Hometown Appetites: The Story of Clementine Paddleford, the Forgotten Food Writer Who Chronicled How America Ate

by Kelly Alexander and Cynthia Harris

From the publisher: In Hometown Appetites, Kelly Alexander and Cynthia Harris come together to revive the legacy of the most important food writer you have never heard of. Clementine Paddleford was a Kansas farm girl who grew up to chronicle America’s culinary habits. Her weekly readership at the New York Herald Tribune topped 12 million during the 1950s and 1960s and she earned a salary of $250,000. Yet twenty years after “America’s best-known food editor” passed away, she had been forgotten–until now.

Before Paddleford, newspaper food sections were dull primers on home economy. But she changed all of that, composing her own brand of sassy, unerringly authoritative prose designed to celebrate regional home cooking.
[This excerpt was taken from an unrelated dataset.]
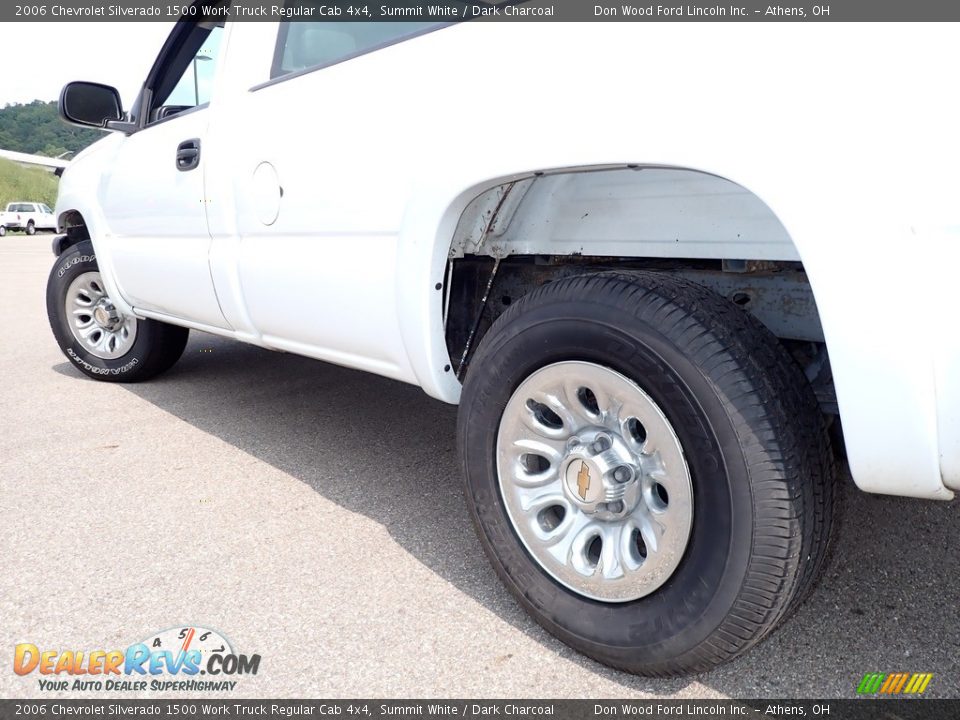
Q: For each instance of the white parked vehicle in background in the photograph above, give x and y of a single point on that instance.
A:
(27, 216)
(654, 279)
This book restores Paddleford’s name where it belongs: in the pantheon alongside greats like James Beard and Julia Child.

Kelly Alexander is a former editor of Food & Wine and Saveur magazines, and her work has appeared in The New York Times, The New York Times Magazine, Gourmet, and Newsweek, among others. She also teaches food writing at Duke University, and is a graduate of Northwestern University’s Medill School of Journalism.